Reputation: 247
I am trying to label the duplicates in my PySpark DataFrame based on their group, while having the full length data frame. Below is an example code.
data= [
("A", "2018-01-03"),
("A", "2018-01-03"),
("A", "2018-01-03"),
("B", "2019-01-03"),
("B", "2019-01-03"),
("B", "2019-01-03"),
("C", "2020-01-03"),
("C", "2020-01-03"),
("C", "2020-01-03"),
]
from pyspark.sql import SparkSession
import pyspark.sql.functions as F
spark= SparkSession.builder.getOrCreate()
df= spark.createDataFrame(data=data, schema=["Group", "Date"])
df= df.withColumn("Date", F.to_date("Date", "yyyy-MM-dd"))
from pyspark.sql import Window
windowSpec= Window.partitionBy("Group").orderBy(F.asc("Date"))
df.withColumn("group_number", F.dense_rank().over(windowSpec)).orderBy("Date").show()
This is my current output and although it is correct since the code ranks "Date" based on its group but that was not my desired outcome.
+-----+----------+------------+
|Group| Date|group_number|
+-----+----------+------------+
| A|2018-01-03| 1|
| A|2018-01-03| 1|
| A|2018-01-03| 1|
| B|2019-01-03| 1|
| B|2019-01-03| 1|
| B|2019-01-03| 1|
| C|2020-01-03| 1|
| C|2020-01-03| 1|
| C|2020-01-03| 1|
+-----+----------+------------+
I was hoping my output to look like this
+-----+----------+------------+
|Group| Date|group_number|
+-----+----------+------------+
| A|2018-01-03| 1|
| A|2018-01-03| 1|
| A|2018-01-03| 1|
| B|2019-01-03| 2|
| B|2019-01-03| 2|
| B|2019-01-03| 2|
| C|2020-01-03| 3|
| C|2020-01-03| 3|
| C|2020-01-03| 3|
+-----+----------+------------+
Any suggestions?
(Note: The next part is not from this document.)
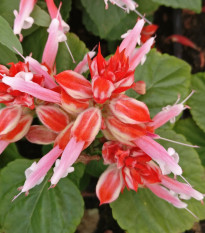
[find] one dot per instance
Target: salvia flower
(22, 18)
(132, 168)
I have found this post but this is just a binary solution! I have more than 2 groups in my dataset.
Upvotes: 1
Views: 329
Reputation: 32650
What you want is to rank over all the groups not in each group so you don't need to partition by the Window
, just order by Group
and Date
will give you the desired output:
windowSpec = Window.orderBy(F.asc("Group"), F.asc("Date"))
df.withColumn("group_number", F.dense_rank().over(windowSpec)).orderBy("Date").show()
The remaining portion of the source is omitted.